As I'm not too confident about adapting code at run-time based on the
OS, I was trying to find some common access method that would work
equally on both Windows and Unix, and ODBC seemed to fit the bill.

To answer your question, the open-source unixODBC Project provides
ODBC on Unix [see http://www.unixodbc.com/ ], and the WBEM/WMI
ODBC Adapter on Windows provides the local ODBC interface to
WMI itself.


However, so far I haven't even been able to display WMI objects in
Microsoft Access (via the WMI ODBC Adapter). It just shows up any
WMI 'table' (set of WMI class instances) I define as empty, as if
it is displaying just the class definition and no instances (each
of which would be a record if it appeared).

So for this and other reasons (including that WMI ODBC is read-only,
and treats all integers as signed!) I am now thoroughly ticked off
and disillusioned with the ODBC route.


I am now looking at using RPC (Remote Procedure Call) to call
directly into the WMI Scripting Library DLL, wbemdisp.dll,
although in view of its likely interminable complexity this
is definitely the Doomsday option!

So before getting into that, I'm very much hoping someone, or
myself, can come up with a simpler 'magic bullet'. (I've also
been investigating "OLE DB" and "ADO", although with no high
hopes of being able to use or access these from Unix.)

All in all it seems a diabolical problem, but well worth the
effort if a practical solution can be found.

A sound solution must also minimize, preferably to zero, the
installation requirements on the target systems. For example,
I wouldn't be happy with a bodge solution that requires
telnetting to each target windows system and running
the Microsoft WMI SDK 'wbemdump' command, e.g.:

  wbemdump /Q root\cimv2 WQL "select Manufacturer from Win32_SystemEnclosure


Anyway, sorry to ramble on. But that is the problem


Cheers

John R Ramsden ([EMAIL PROTECTED])  com instead of cam


-----Original Message-----
From: Wayne Simmons [mailto:[EMAIL PROTECTED]
Sent: 13 May 2004 15:40
To: John_Ramsden
Subject: RE: Retrieving WMI object data via WMI/WBEM ODBC Adapter


how did you get ODBC to run on unix? I'm supposed to figure that out, any
help you could give  would be greatly appreciated.

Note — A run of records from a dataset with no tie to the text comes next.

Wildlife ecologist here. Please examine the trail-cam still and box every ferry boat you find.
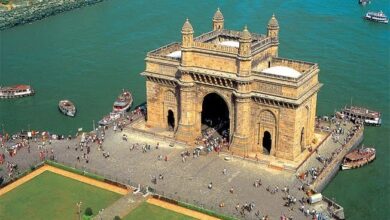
[58,100,76,117]
[99,112,121,126]
[112,90,133,112]
[364,11,389,24]
[341,147,376,170]
[359,0,371,5]
[341,106,382,126]
[0,85,35,99]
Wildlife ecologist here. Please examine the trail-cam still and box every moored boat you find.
[364,11,389,24]
[339,106,382,126]
[112,90,133,112]
[0,85,35,99]
[58,100,76,117]
[341,147,376,170]
[359,0,371,5]
[99,112,120,126]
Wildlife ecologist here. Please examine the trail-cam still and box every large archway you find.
[201,93,230,141]
[263,131,272,155]
[167,110,175,131]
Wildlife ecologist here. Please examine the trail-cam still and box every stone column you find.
[231,94,251,155]
[175,73,198,144]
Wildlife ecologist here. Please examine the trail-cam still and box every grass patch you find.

I'm sorry I can't help
you with your WMI problem I haven't ever used it.

However, I might suggest you step into the ODBC module and perhaps see what
it's doing to cause the error... 

-Wayne Simmons

> -----Original Message-----
> From: John_Ramsden [mailto:[EMAIL PROTECTED]
> Sent: Thursday, May 13, 2004 7:15 AM
> To: [EMAIL PROTECTED]; Perl-Win32-
> [EMAIL PROTECTED]
> Subject: Retrieving WMI object data via WMI/WBEM ODBC Adapter
> 
> 
> This is driving me nuts! Is there anyone on the entire planet
> who has ever actually used Microsoft's WMI ODBC Adapter,
> via perl or otherwise ?!
> 
> I am trying to write a perl script to read WMI class instances
> via ODBC, in the hope of producing an OS-independent script [*]
> that can be run from either Windows or Unix, and ODBC seemed
> to be the simplest way to go (although Microsoft's WMI ODBC
> Adapter has various limitations, including being read-only).